PINGOUIN ET GOÉLAND ET LEURS 500 PETITS
La générosité dans toute sa splendeur
Pendant la Seconde Guerre mondiale, Yvonne et Roger Hagnauer, surnommés Goéland et Pingouin, ont recueilli des dizaines d’orphelins, juifs ou non, dans une maison à Sèvres, tout en y développant une pédagogie alternative, qui s’est ensuite poursuivie jusqu’au début des années 1970. Le réalisateur Michel Leclerc revient sur cette expérience qu’a connu sa mère, dont les parents ont été déportés à Auschwitz…
On se demandait ce que pouvait donner un documentaire réalisé par Michel Leclerc, que l’on connaît pour ses comédies au cinéma (le chef d’œuvre "Le Nom des gens" mais aussi "Télé Gaucho", "La Vie très privée de Monsieur Sim" et "La Lutte des classes") ou à la télévision (plusieurs épisodes de la série "Fais pas ci, fais pas ça"). Mais il ne faut pas cinq minutes pour se rendre compte que ce projet est cohérent et que c’est typiquement du Michel Leclerc, dont la filmographie entremêle toujours gravité et légèreté en faisant souvent triompher cette dernière.
Et rapidement, une évidence saute aux yeux, une filiation à laquelle nous n’avions jamais pensée en regardant les précédents films de Michel Leclerc : "Pingouin et Goéland et leurs 500 petits" aurait pu être un documentaire d’Agnès Varda ! Un peu comme la cinéaste l’avait fait dans "Les Plages d’Agnès", Leclerc se met ainsi en scène, parlant régulièrement à la première personne du singulier et du pluriel sans pour autant se mettre en avant, citant ponctuellement ses films antérieurs, et cherchant constamment de la luminosité même là où pourraient dominer l’obscurité ou la mélancolie. En dépassant ainsi son propre nombril ou sa propre quête familiale (qui peut aussi rappeler la démarche d’Éric Caravaca dans "Carré 35", notamment pour son côté enquête et sa capacité à faire se rencontrer histoire personnelle et grande Histoire), Michel Leclerc délivre un message généreux et humaniste, et il rend un hommage juste et touchant aux autres, à celles et ceux qui l’ont inspiré et qui ont fait ce qu’il est devenu.

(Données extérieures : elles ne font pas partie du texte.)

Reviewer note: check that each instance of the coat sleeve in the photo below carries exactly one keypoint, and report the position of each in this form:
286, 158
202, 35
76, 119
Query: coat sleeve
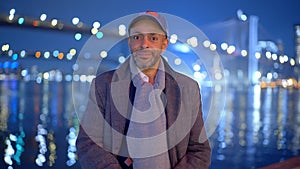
198, 151
90, 151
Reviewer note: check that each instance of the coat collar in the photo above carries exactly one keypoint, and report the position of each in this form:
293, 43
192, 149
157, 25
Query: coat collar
121, 102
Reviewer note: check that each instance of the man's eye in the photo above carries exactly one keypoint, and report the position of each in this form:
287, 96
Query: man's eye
136, 37
154, 38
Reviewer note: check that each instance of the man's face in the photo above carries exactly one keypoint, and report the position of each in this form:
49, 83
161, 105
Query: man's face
146, 42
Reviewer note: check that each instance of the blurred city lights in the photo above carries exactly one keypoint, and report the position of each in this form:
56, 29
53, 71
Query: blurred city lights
173, 38
43, 17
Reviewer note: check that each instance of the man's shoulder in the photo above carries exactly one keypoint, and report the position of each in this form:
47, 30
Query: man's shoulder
183, 78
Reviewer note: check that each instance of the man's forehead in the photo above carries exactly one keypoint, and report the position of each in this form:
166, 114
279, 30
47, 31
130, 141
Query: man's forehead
146, 26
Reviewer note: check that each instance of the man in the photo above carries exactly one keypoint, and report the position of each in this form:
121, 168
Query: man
144, 115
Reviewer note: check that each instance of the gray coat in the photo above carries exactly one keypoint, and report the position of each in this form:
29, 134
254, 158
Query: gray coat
104, 122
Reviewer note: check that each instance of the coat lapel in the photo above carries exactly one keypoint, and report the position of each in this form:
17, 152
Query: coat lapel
119, 105
173, 95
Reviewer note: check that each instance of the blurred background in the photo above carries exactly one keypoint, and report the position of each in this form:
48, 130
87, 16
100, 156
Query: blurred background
257, 67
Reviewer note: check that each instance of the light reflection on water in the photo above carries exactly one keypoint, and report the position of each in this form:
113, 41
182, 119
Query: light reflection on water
38, 126
259, 127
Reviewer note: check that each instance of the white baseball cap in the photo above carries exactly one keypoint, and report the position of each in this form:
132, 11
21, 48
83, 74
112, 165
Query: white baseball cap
155, 16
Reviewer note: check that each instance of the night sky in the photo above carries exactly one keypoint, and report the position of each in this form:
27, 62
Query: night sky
278, 17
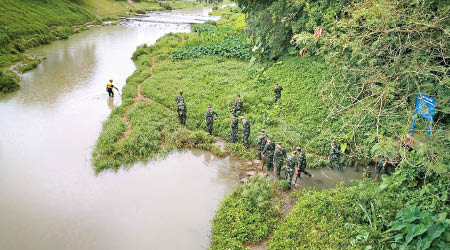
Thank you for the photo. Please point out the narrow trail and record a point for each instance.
(219, 142)
(139, 98)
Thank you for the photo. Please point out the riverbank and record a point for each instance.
(211, 66)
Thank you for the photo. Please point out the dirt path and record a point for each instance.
(219, 142)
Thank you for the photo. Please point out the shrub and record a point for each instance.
(249, 214)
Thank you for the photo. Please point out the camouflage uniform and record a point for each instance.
(302, 164)
(178, 99)
(238, 106)
(210, 120)
(335, 156)
(234, 128)
(278, 93)
(182, 113)
(268, 152)
(261, 144)
(291, 164)
(383, 164)
(279, 156)
(246, 128)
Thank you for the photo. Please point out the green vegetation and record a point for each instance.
(30, 64)
(30, 23)
(249, 214)
(26, 24)
(9, 81)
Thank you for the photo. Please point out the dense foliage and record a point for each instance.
(9, 81)
(214, 41)
(382, 54)
(249, 214)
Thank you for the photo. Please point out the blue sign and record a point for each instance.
(425, 108)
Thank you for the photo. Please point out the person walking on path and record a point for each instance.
(246, 133)
(335, 153)
(234, 128)
(181, 109)
(279, 156)
(109, 88)
(210, 119)
(277, 91)
(179, 98)
(301, 161)
(291, 164)
(267, 153)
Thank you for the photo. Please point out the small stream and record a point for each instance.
(50, 197)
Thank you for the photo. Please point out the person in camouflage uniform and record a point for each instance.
(210, 119)
(301, 162)
(179, 98)
(267, 153)
(261, 143)
(181, 110)
(277, 91)
(246, 133)
(278, 158)
(234, 128)
(291, 164)
(335, 153)
(238, 104)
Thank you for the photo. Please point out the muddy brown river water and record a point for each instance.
(50, 197)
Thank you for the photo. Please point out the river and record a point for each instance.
(50, 197)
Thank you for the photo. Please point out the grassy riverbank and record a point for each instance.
(211, 67)
(28, 23)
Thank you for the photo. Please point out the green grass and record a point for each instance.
(249, 214)
(27, 23)
(217, 80)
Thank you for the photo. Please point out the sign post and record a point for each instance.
(425, 108)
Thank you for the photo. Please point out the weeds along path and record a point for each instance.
(286, 205)
(219, 142)
(139, 98)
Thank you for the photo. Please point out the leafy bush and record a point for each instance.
(332, 219)
(420, 229)
(214, 41)
(249, 214)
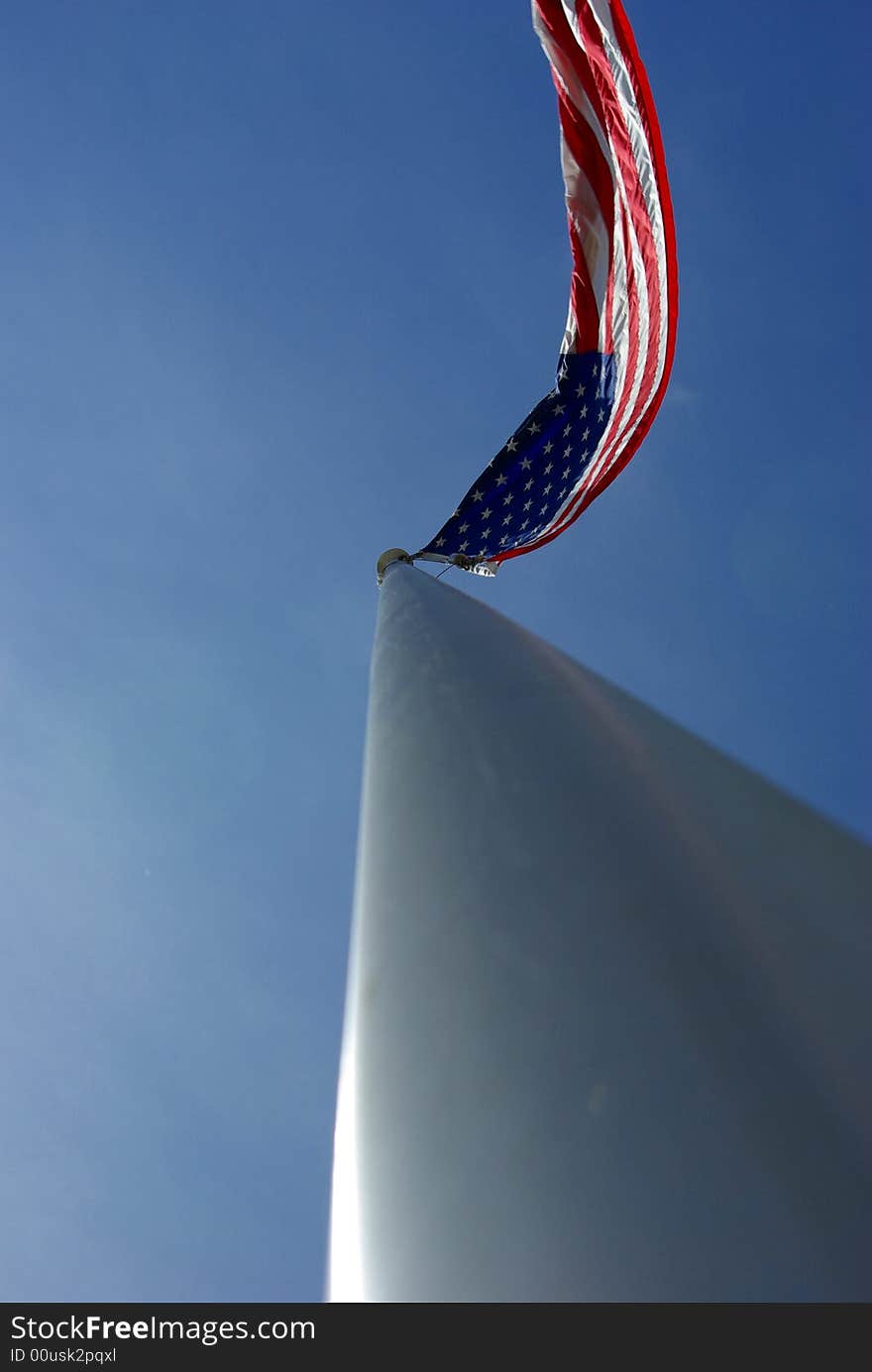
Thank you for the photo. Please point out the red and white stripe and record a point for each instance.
(623, 292)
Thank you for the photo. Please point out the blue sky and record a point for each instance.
(277, 280)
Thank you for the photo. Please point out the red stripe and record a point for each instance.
(644, 99)
(588, 156)
(647, 110)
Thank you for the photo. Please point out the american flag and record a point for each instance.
(621, 330)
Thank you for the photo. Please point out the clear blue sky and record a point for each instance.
(276, 281)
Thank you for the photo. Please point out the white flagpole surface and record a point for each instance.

"Pingouin et Goéland et leurs 500 petits" séduit également pour sa forme hybride, particulièrement pour ses très beaux passages animés créés par Sébastien Laudenbach (le réalisateur de "La Jeune Fille sans mains"). Le résultat est parfois un peu bordélique mais tellement vivant et positif qu’on pardonne aisément les imperfections de ce long métrage. On pourrait simplement regretter que le film ne soit pas plus clair sur certains aspects et déplorer notamment que Leclerc n’explique pas pourquoi il se focalise sur les femmes alors que des archives montrent que des garçons sont aussi passés par la maison de Sèvres. Inversement, quelques passages s’avèrent plus didactiques et plus classiques dans la forme, mais ils s’avèrent nécessaires à la compréhension, notamment à propos du parcours d’Yvonne et Roger Hagnauer.
De toute façon, l’essentiel est là : le film brille pour son authenticité, sa tendresse, sa sincérité, son honnêteté (dont une critique des infâmes accusations de collaborationnisme jadis adressées à l’égard du couple Hagnauer), et il est doté entre autres d’une explicite apologie de l’ouverture aux autres plutôt qu’un repli vers la victimisation ou vers des affirmations identitaires sclérosantes.